# Оборвалась ось клавиш на Кировском баяне



## kostyuk (15 Сен 2020)

Уважаемые форумчане подскажите пожалуйста, может кто сталкивался с такой бедой. При демонтаже оси 1-2 ряда на Кировском цельнопланочном баяне она оборвалась внутри. Клавишный механизм идентичен Рубиновскому. Подскажите это можно вылечить?


----------



## vev (15 Сен 2020)

kostyuk, 
Форум Мир баяна в помощь... Было там и не раз


----------



## kostyuk (16 Сен 2020)

Перерыл я мир баяна, так ни чего не нашёл


----------



## Kuzalogly (16 Сен 2020)

Если серьёзно занимаетесь ремонтом- у Вас есть склад недобитых баянов. Если нет- искать убитый донор за недорого... .


----------



## kostyuk (16 Сен 2020)

Kuzalogly написал(а):


> Если серьёзно занимаетесь ремонтом- у Вас есть склад недобитых баянов. Если нет- искать убитый донор за недорого... .

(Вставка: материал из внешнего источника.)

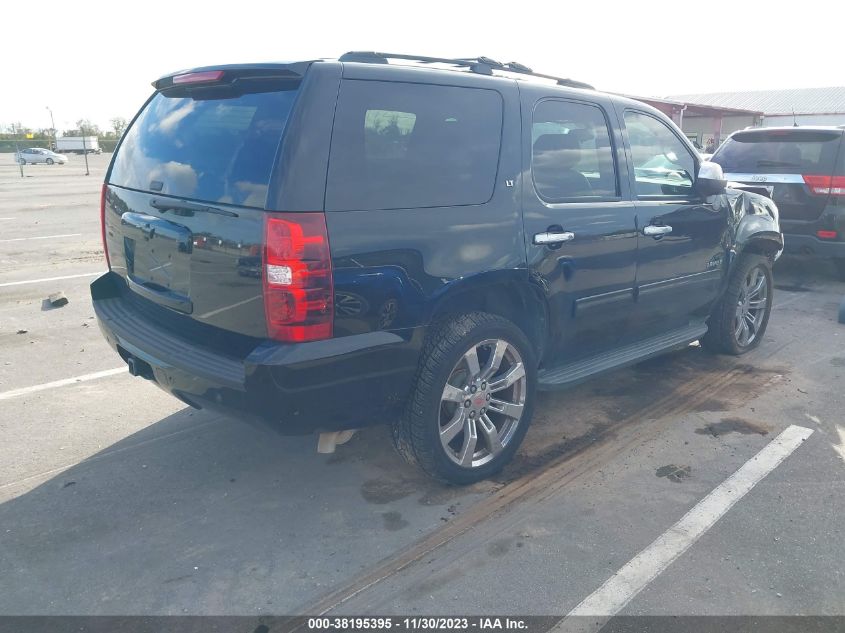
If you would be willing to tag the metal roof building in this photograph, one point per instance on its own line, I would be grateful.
(811, 106)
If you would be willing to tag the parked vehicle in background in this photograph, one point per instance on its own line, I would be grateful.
(803, 168)
(332, 244)
(32, 155)
(78, 144)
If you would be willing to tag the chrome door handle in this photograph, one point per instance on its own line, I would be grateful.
(553, 238)
(656, 231)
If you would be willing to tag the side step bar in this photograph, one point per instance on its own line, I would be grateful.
(578, 371)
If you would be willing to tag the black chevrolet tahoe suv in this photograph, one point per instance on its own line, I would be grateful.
(803, 170)
(422, 242)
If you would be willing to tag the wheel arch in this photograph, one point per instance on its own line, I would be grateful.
(504, 293)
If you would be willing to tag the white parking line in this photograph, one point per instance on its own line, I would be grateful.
(42, 237)
(621, 588)
(38, 281)
(14, 393)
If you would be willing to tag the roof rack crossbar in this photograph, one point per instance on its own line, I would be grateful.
(481, 65)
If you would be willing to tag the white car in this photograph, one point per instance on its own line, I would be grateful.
(39, 155)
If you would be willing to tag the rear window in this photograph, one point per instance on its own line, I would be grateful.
(213, 146)
(779, 152)
(402, 145)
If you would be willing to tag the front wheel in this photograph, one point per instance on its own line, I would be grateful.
(472, 400)
(738, 321)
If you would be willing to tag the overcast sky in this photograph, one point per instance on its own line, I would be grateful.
(96, 60)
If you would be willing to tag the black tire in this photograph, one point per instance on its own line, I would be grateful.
(417, 434)
(724, 321)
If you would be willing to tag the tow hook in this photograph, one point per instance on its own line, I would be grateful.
(139, 368)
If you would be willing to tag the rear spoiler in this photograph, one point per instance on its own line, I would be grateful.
(227, 74)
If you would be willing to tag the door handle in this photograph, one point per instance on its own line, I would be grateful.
(553, 238)
(656, 231)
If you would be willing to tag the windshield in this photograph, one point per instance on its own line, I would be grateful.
(779, 152)
(212, 146)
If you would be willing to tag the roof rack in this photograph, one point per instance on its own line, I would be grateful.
(480, 65)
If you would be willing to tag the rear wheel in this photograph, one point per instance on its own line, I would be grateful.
(738, 322)
(472, 401)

Там только с шестого Рубина гриф подойдёт, а у меня такого как раз и нет, есть пятый и седьмой


----------



## Ferrum (8 Ноя 2020)

Здравствуйте. Посмотрю в залежах. есть точно от 302 тулы, и еще какой-то. Если еще актуально - сфоткаю.


----------



## gerborisov (8 Ноя 2020)

Это ж как нужно было тянуть... Вращать нужно при демонтаже. Можно аккуратно протолкнуть другой проволокой, чуть меньшего диаметра или подцепить круглогубцами между клавиш.


----------